Homemade Marshmallows

Homemade MarshmallowsInspired by Pinterest and excited to use my lovely KitchenAid stand mixer, I made homemade marshmallows this year for Christmas.  They turned out amazing.

Sweet soft pillowy goodness covered in powdered sugar and flavored with vanilla.  I had thoughts of putting these into hot chocolate or toasting them over an open fire to make s’mores, but none made it that far.  I just ate them.  It’s a good thing that I packaged up the ones I did – a few people got them in the mail for gifts.  I put a few in a plastic baggie to see how long they would last, and they got pretty stale after about a week so I recommend enjoying them within the first few days.  That will not be a problem, I am sure!  Stale ones are kind of like Lucky Charms (the marshmallows, not the cereal).

You can also cut them into fun shapes using cookie cutters, if you are able to spread it thinly enough and make the top mostly smooth.  I did not do this.  Not going to kid you here, this is not an easy recipe, despite the short ingredient list, but it is totally worth it.

This is adopted from The Kitchen Is My Playground (another awesome food blogger).  I like vanilla but not *that* much so I cut it back a bit.

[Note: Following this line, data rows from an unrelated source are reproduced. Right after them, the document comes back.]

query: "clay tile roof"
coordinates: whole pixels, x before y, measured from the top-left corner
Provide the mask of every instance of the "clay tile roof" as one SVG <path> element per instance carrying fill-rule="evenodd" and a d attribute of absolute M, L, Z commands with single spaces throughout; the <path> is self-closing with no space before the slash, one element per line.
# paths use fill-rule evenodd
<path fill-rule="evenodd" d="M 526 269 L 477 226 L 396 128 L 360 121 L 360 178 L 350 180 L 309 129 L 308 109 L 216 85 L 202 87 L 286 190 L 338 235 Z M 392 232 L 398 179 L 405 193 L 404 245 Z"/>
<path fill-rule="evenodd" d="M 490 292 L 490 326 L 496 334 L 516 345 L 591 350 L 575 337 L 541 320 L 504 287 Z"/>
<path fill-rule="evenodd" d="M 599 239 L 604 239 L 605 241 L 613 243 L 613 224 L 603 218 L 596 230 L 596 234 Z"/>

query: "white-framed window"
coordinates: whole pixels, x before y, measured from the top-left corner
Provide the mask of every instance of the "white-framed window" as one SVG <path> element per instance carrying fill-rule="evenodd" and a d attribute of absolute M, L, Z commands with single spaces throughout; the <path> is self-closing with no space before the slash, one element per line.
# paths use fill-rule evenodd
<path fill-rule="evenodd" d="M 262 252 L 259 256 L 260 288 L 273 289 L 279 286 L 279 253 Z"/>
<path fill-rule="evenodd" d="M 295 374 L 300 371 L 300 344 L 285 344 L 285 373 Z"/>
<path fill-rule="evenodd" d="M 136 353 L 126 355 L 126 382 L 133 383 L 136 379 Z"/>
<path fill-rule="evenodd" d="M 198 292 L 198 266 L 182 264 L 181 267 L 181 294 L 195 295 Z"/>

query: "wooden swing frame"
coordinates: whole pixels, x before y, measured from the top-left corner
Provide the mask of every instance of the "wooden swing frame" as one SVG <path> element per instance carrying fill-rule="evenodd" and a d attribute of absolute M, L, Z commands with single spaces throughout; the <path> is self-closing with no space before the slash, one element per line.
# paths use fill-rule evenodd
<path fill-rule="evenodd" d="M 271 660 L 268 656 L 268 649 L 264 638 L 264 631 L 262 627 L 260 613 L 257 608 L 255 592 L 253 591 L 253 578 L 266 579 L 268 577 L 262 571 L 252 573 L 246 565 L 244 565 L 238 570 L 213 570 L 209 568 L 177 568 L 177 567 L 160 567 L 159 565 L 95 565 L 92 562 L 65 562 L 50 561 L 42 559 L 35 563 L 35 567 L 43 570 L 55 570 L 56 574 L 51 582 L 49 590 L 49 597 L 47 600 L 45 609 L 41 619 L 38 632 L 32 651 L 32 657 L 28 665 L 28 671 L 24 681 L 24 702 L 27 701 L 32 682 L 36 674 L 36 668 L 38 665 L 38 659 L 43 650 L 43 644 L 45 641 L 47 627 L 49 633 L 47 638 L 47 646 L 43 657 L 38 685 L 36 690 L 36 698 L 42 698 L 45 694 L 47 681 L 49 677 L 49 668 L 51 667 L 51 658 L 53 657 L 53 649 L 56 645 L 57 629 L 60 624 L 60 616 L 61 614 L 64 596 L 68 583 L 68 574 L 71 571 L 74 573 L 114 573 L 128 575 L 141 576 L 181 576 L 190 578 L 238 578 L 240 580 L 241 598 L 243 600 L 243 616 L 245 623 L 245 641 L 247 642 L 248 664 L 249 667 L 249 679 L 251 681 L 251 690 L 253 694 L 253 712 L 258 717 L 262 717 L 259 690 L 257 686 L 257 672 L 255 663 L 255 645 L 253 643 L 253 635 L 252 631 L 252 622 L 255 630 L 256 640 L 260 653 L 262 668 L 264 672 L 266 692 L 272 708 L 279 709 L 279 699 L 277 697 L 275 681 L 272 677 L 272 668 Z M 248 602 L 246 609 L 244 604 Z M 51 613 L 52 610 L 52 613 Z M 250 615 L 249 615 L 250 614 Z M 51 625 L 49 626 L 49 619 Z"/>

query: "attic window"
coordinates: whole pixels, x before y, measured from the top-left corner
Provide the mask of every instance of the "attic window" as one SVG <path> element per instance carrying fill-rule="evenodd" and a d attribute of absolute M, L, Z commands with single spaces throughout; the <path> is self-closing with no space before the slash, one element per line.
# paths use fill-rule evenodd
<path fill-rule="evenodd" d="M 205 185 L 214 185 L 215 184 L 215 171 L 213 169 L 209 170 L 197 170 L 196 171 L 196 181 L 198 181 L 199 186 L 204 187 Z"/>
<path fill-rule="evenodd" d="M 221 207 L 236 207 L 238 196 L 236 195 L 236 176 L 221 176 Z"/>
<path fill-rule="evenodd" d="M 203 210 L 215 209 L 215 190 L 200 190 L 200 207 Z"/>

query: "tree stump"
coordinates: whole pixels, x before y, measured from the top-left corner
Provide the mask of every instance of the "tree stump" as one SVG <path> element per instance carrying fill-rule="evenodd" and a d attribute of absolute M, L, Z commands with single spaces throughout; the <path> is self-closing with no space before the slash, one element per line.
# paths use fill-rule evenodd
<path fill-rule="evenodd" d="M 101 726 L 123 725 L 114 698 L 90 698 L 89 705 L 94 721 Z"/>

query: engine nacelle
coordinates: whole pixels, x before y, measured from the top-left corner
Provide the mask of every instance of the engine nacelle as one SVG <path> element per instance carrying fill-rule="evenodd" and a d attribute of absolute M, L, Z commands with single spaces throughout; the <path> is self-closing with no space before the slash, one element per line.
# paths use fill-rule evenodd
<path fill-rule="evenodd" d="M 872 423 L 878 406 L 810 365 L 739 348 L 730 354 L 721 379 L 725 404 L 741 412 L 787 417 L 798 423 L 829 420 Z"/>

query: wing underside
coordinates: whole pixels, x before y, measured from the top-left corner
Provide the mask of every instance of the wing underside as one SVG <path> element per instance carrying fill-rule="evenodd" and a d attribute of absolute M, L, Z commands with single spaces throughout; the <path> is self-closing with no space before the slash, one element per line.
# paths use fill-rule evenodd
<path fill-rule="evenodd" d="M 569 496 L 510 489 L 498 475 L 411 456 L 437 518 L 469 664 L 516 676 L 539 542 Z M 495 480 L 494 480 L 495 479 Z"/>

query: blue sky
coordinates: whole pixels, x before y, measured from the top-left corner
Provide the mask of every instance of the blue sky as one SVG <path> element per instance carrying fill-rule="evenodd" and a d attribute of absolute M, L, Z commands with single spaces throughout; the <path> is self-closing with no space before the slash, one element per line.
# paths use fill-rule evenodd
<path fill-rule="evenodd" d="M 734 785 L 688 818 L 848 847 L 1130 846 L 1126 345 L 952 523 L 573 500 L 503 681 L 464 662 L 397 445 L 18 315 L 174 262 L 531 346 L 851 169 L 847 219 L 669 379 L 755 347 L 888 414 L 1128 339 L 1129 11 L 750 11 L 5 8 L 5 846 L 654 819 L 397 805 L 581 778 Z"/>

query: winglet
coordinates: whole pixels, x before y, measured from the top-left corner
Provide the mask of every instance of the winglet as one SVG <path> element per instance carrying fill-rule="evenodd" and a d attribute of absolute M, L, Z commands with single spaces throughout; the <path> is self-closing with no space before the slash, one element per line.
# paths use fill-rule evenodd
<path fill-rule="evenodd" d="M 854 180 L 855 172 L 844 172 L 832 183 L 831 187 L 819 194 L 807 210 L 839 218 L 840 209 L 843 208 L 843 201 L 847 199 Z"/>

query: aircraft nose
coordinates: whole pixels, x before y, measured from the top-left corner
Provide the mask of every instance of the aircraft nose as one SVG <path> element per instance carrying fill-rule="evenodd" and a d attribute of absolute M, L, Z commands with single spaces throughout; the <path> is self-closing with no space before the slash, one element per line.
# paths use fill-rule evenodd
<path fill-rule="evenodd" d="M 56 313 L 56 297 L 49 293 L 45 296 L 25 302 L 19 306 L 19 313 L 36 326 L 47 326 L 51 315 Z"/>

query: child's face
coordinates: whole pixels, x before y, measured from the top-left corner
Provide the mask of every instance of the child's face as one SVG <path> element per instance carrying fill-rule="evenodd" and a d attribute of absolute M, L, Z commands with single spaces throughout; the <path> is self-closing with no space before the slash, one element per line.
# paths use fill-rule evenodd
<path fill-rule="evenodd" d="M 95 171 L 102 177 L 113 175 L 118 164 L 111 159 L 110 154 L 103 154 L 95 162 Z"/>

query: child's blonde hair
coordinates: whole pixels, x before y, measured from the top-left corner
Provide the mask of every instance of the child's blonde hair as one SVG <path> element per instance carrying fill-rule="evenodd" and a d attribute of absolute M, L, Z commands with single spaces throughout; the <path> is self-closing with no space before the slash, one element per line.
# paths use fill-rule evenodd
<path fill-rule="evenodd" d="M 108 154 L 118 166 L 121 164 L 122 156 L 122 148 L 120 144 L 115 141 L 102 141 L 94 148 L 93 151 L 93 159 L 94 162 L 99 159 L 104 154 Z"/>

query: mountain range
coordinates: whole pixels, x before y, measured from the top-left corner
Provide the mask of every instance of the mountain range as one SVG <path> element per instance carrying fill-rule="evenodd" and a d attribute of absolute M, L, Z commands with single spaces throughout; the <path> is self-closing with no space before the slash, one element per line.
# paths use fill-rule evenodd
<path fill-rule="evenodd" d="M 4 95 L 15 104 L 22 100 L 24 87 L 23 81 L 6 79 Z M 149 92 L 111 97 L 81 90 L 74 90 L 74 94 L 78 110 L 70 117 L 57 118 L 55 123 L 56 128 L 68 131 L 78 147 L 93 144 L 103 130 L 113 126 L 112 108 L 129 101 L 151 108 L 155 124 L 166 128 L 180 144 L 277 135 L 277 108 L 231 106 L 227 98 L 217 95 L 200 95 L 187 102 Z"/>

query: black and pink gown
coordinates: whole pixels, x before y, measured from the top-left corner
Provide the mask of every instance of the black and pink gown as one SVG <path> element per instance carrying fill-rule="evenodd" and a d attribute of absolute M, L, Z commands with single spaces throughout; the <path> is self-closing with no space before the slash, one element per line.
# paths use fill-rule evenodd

I have the hardest time remembering not to spell it “marshmellows” because that’s how it sounds.  Am I the only one there?

Special equipment needed:
Stand mixer with whisk attachment
Candy thermometer
Plastic wrap
Sharp knife (a large chef’s knife works well)
Cutting board

Homemade Marshmallows

Homemade Marshmallows


  • 3 envelopes unflavored gelatin
  • 1 cup cold water, divided
  • 1 1/2 cup granulated sugar
  • 1 cup light corn syrup
  • 1/4 tsp kosher salt
  • 2 tsp vanilla extract
  • Powdered sugar, for dusting
  • Non-stick cooking spray


  1. In the bowl of a stand mixer, combine gelatin and 1/2 cup cold water. Allow to sit while you prepare the sugar syrup.
  2. In a medium saucepan, combine granulated sugar, corn syrup, salt, and remaining 1/2 cup cold water. Cook over medium heat until sugar dissolves, stirring frequently. Raise heat to high and cook until the sugar syrup reaches 240 degrees on a candy thermometer.
  3. Remove sugar syrup from the heat. With the mixer on low speed and fitted with the whisk attachment, slowly pour sugar syrup into the gelatin. Turn mixer up to high speed and whip until very thick, about 15 minutes. Add vanilla and mix thoroughly.
  4. Line the bottom and sides of a 9x13" glass baking dish with plastic wrap. Spray plastic wrap with non-stick cooking spray and dust generously with powdered sugar. Pour marshmallow mixture into prepared pan, smooth the top, and dust top with more powdered sugar.
  5. Allow marshmallows to stand uncovered overnight to dry.
  6. Turn marshmallows out onto a cutting board. Using a sharp knife, cut marshmallow into 1-inch wide strips. Cut strips into 1-inch squares. Roll cut sides in powdered sugar.
  7. Store in an airtight container at room temperature for up to 3 or 4 days (after this they get stale). If marshmallows become sticky, remove the container lid for a bit to allow marshmallows to dry.